/AID

Advanced Issue Detection - tiered system monitoring through python webservers.

Primary LanguagePerl

Advanced Issue Detection (AID).

Developed as a solution to monitor systems and software for faults and errors.

Runs as a 3-tiered system, with the 3 components being:

  • aid-agent.py - the agent running on every host that needs checking. Comes with a number of plugins out of the box to check system services and logs on both Linux and Windows. Checks are defined in a config file. Runs as a python webserver on port 8666, and will execute the checks when a GET request to the correct URI is performed by a controller. It will then return the results of the checks in JSON.

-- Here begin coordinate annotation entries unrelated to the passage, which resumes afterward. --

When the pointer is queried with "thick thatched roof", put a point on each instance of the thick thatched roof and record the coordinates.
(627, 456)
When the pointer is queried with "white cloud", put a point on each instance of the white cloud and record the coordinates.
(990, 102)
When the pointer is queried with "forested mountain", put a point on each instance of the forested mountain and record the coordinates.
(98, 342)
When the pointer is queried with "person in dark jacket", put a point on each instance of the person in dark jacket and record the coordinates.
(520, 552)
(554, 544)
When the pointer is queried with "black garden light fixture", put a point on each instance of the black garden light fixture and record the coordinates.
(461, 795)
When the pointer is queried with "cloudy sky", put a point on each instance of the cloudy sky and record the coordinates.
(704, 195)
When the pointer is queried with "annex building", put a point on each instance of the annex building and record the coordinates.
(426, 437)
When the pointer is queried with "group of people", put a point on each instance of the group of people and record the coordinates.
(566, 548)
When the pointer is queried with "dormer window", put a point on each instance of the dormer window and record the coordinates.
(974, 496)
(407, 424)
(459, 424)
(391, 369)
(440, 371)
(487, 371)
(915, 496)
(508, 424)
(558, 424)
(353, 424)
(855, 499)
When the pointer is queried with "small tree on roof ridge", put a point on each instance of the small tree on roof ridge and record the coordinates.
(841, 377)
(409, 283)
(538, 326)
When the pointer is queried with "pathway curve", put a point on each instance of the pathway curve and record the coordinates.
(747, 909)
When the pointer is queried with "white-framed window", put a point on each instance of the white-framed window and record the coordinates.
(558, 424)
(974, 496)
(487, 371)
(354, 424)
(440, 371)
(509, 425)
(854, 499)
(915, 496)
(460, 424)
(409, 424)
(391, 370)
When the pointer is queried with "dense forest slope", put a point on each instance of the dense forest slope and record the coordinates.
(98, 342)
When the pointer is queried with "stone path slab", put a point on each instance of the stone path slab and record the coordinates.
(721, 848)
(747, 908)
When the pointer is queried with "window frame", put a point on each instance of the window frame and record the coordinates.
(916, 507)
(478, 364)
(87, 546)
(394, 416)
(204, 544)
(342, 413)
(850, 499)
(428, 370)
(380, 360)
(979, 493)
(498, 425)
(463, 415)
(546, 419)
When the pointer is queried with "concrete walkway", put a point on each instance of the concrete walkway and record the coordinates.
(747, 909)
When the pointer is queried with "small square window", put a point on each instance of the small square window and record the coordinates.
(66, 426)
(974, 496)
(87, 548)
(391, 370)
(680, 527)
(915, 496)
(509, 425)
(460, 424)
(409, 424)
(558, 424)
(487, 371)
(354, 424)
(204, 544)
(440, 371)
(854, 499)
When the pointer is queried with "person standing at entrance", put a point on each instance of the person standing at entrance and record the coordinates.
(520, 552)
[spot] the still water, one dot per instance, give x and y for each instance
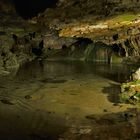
(67, 101)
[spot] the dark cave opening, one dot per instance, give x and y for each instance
(30, 8)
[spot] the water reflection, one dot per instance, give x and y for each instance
(66, 100)
(45, 69)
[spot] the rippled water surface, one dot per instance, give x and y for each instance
(66, 101)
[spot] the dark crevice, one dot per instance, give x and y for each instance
(30, 8)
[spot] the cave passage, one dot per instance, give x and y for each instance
(30, 8)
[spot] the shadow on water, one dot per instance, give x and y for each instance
(117, 126)
(113, 92)
(46, 124)
(50, 70)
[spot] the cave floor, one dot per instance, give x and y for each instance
(66, 101)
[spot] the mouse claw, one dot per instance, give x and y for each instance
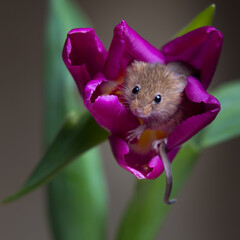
(135, 133)
(156, 144)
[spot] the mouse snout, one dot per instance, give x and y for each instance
(140, 111)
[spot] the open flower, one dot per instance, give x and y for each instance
(99, 75)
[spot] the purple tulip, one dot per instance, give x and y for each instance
(99, 76)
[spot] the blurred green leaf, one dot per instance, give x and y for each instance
(76, 137)
(76, 211)
(77, 195)
(147, 211)
(204, 18)
(227, 124)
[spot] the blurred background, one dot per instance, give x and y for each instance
(208, 206)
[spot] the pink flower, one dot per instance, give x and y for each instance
(99, 75)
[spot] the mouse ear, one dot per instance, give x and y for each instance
(182, 82)
(137, 65)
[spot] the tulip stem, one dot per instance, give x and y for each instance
(168, 173)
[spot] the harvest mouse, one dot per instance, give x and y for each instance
(154, 93)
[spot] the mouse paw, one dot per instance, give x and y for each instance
(136, 133)
(156, 144)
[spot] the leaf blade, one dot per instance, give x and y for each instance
(227, 124)
(68, 144)
(147, 211)
(204, 18)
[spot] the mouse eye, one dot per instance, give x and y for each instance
(135, 90)
(157, 98)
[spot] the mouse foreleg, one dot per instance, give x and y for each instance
(136, 133)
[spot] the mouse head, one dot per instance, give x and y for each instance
(153, 90)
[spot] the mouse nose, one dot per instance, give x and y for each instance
(142, 112)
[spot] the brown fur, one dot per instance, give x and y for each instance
(153, 79)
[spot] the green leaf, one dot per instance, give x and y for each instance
(204, 18)
(147, 211)
(227, 124)
(76, 137)
(73, 205)
(77, 197)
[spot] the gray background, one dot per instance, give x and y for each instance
(208, 207)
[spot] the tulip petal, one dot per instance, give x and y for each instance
(143, 166)
(84, 55)
(199, 48)
(107, 110)
(127, 46)
(208, 110)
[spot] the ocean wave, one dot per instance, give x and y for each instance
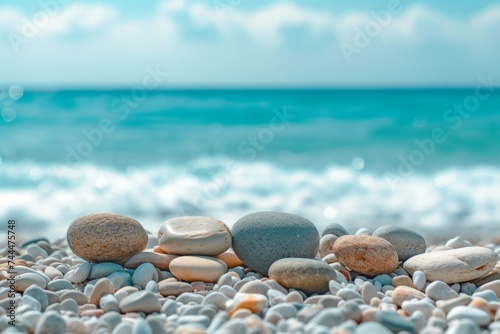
(45, 199)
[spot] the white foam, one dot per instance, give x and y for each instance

  • aid-controller.py - intended to manage 'zones' in an environment, i.e. is not firewall or proxy aware (this is the masters job). Has a config file that defines all host in a zone that have an agent, and will make requests to the agent for the status of various checks at a default or defined frequency. Multi-threaded, spawning 1 thread per host in the environment. Results of the checks will be stored in a number of status files on disk. The controller is also a python web server, running on port 8866, that can receive requests from a specific URI from the master, then return the bundled results of all hosts in a zone.

  • aid-master.py - collects results from all controllers. Can be configured with proxy awareness and can retrieve results from hostnames or IP addresses. Parses the JSON results from each controller and updates the DB, in which there is a Hosts table and a Services table, each with an indication of status (UP / DOWN). All communication between the master and the controller is compressed, then encrypted.